Spotlight Heat up Macbooks. Here's how you fix it.
You open your MacBook. The fans spin up. Activity Monitor shows a dozen CGPDFService processes eating through your RAM like it's nothing. Everything is sluggish. You can barely open a browser tab.
Sound familiar? This happened to me recently, and it took longer than I'd like to admit to figure out what was going on.
What's actually happening
CGPDFService is a legitimate macOS background process. It's part of Core Graphics and handles PDF-related tasks - extracting text, parsing metadata, that sort of thing. It's not malware.
The problem is Spotlight. When macOS indexes your files, it spawns multiple instances of this service to process PDFs. If you have a lot of PDFs, or a corrupted one somewhere, or a mounted network drive full of documents - it goes into overdrive. Multiple instances, each consuming significant memory. Your Mac becomes unusable.
TL;DR
CGPDFService eats your RAM because Spotlight is indexing PDFs. Boot into safe mode if your Mac is frozen. Then exclude your drive from Spotlight in System Settings > Siri & Spotlight > Privacy. Disable all the options within "Results" section for a quick speed-up. Enable if needed. That's it.

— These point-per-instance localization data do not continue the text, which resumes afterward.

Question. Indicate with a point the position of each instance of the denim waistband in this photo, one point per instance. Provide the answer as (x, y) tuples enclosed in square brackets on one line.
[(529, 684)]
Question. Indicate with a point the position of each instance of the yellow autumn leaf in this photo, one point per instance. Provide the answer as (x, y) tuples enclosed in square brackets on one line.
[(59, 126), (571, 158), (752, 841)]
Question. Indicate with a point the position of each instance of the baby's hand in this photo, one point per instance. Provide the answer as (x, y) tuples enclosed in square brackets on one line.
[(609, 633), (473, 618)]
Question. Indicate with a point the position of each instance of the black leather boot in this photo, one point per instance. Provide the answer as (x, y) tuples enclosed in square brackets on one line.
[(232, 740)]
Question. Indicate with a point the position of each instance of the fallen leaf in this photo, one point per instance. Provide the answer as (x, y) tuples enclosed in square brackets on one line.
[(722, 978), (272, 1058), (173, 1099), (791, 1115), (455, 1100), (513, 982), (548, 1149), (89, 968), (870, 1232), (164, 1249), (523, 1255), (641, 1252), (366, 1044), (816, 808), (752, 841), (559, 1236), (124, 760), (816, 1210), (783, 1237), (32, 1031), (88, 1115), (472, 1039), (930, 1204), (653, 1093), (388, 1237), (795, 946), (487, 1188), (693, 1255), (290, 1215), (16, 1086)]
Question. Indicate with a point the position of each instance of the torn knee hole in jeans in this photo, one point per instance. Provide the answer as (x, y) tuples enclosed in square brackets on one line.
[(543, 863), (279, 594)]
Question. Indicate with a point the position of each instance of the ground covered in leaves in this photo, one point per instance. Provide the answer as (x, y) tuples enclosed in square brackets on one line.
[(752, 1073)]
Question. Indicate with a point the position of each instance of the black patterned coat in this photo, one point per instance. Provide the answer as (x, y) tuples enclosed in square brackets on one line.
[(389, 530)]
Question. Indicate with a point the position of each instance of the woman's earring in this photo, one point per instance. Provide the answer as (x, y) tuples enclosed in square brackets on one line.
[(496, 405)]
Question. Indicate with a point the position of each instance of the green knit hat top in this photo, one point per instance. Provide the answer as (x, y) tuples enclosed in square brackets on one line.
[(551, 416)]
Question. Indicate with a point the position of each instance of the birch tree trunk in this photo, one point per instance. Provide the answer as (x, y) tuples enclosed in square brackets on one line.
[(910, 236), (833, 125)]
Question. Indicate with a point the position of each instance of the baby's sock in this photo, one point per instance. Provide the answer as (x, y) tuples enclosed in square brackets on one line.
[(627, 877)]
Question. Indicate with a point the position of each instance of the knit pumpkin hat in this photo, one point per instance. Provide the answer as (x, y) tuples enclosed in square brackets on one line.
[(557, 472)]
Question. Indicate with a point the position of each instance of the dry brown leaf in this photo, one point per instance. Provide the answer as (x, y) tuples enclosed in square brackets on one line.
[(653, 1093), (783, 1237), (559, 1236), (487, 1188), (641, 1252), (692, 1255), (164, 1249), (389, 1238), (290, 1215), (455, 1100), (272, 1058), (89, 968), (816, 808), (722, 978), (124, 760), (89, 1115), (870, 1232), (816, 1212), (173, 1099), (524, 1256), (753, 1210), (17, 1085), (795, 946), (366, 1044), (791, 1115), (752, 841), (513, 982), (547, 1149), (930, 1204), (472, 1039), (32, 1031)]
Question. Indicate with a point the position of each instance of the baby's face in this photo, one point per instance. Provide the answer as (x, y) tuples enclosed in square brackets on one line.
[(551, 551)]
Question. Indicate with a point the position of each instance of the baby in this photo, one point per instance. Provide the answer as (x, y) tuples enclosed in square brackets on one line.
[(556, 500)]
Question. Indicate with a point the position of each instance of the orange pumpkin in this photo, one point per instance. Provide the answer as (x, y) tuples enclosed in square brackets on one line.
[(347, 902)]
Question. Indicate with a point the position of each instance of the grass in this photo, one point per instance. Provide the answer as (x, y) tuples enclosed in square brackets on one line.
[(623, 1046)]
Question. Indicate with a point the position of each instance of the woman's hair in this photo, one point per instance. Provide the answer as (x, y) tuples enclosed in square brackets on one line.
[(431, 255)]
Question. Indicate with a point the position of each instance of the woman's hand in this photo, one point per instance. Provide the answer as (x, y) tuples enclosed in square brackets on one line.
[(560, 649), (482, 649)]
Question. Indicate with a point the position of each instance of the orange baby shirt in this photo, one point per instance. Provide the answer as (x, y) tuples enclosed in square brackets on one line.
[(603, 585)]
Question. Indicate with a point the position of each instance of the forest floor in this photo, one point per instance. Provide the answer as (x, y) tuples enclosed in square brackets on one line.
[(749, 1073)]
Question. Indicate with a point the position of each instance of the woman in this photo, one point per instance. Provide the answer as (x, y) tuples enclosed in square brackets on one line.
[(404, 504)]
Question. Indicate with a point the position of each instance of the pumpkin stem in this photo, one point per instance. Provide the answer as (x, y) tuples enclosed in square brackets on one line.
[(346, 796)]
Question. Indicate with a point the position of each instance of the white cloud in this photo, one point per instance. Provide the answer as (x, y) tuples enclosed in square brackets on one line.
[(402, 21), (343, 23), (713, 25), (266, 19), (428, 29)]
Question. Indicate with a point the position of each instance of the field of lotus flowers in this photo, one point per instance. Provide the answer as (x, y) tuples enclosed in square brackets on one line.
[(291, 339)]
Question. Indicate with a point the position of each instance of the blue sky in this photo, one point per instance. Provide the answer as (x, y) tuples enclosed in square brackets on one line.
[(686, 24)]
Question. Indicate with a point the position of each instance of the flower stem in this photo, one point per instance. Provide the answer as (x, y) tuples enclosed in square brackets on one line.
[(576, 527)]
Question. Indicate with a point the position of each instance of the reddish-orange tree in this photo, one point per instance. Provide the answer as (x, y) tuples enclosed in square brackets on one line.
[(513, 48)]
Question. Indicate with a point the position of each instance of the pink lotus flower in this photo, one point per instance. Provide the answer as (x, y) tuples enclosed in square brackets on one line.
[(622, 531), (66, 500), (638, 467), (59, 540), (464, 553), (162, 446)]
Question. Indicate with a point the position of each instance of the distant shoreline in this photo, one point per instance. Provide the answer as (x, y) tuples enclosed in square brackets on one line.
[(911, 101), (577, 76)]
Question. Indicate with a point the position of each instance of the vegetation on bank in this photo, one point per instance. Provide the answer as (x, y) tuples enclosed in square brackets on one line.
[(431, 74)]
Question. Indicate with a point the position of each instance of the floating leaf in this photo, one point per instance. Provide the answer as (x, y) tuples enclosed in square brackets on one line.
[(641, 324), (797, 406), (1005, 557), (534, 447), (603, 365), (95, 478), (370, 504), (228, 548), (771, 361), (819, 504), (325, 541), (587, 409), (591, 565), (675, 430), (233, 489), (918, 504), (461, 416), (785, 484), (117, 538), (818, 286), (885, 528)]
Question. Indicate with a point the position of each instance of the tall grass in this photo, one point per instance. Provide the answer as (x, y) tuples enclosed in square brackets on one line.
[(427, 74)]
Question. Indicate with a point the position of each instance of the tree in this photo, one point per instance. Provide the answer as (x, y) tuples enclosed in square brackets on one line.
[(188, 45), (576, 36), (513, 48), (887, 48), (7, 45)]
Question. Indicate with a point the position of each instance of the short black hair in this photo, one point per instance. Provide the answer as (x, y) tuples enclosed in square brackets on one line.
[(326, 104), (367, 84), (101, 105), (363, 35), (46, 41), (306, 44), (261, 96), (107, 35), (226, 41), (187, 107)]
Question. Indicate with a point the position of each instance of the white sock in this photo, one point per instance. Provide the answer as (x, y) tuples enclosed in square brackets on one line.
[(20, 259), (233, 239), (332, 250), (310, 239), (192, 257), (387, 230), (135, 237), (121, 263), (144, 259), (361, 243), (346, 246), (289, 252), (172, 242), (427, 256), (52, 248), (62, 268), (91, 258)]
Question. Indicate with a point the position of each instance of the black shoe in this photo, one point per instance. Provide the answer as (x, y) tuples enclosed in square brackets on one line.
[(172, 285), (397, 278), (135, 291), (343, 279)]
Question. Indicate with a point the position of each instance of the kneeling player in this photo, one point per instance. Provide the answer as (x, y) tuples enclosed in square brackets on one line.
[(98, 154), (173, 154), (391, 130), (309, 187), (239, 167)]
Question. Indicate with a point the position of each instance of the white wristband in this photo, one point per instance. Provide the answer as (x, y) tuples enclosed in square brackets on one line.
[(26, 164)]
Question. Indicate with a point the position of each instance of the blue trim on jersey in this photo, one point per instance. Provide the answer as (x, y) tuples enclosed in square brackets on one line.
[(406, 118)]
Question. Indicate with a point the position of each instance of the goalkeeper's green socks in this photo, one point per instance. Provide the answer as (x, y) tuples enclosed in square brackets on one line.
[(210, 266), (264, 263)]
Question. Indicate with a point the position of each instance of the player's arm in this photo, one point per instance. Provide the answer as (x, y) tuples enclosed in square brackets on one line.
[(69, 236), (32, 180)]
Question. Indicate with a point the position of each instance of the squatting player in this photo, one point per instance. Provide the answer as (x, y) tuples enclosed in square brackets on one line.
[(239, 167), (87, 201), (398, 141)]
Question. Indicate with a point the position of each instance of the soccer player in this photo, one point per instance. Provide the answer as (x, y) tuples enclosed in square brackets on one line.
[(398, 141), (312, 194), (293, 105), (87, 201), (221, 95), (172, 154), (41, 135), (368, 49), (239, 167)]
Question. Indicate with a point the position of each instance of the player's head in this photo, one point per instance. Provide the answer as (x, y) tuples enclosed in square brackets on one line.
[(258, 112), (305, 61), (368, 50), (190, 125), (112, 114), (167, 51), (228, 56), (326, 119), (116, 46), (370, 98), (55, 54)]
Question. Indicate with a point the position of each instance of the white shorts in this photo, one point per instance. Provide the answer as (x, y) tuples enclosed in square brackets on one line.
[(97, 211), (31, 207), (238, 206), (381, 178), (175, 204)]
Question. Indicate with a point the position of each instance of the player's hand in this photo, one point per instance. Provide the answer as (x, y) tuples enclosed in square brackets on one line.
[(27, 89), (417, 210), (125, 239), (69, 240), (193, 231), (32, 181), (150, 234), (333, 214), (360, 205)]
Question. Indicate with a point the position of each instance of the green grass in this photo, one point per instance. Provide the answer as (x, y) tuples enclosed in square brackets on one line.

Step 1: Boot into Safe Mode
If your Mac is too sluggish to do anything useful, start here. Safe mode disables non-essential processes and gives you room to breathe.
- Shut down completely (Apple menu > Shut Down)
- Press and hold the power button until you see "Loading startup options"
- Select your startup disk (usually "Macintosh HD")
- Hold Shift, then click "Continue in Safe Mode"
- Release Shift and log in
You'll see "Safe Boot" in the menu bar if it worked. If things are calmer now, the culprit is something that gets disabled in safe mode - likely Spotlight indexing a problematic folder or drive.
Note: To exit safe mode, just restart normally without holding any keys.
Step 2: Stop Spotlight from triggering the problem
You can't fully disable CGPDFService without risking system instability. But you can stop Spotlight from feeding it work. This is the actual fix.
- Open System Settings (Apple menu > System Settings)
- Go to Siri & Spotlight or Spotlight
- Scroll down to Privacy and click "Spotlight Privacy..."
- Click the + button and add the folders or drives that contain your PDFs
This tells Spotlight to stop indexing those locations. No indexing means no PDF processing means no runaway CGPDFService. In my case, I just asked it to unindex my complete root drive, as I didn't find those Spotlight results useful anyways.
If things are still rough after all this, you can reset Spotlight entirely via Terminal:
sudo mdutil -E /
This rebuilds the entire Spotlight index from scratch. It takes a while, but it clears out any corrupted index entries that might be causing repeated processing loops.
This completely fixed the heating issues on my laptop, which I originally thought were coming from Zoom. Now my battery lasts for longer and it's easier to use the laptop from the couch. Hope this helps!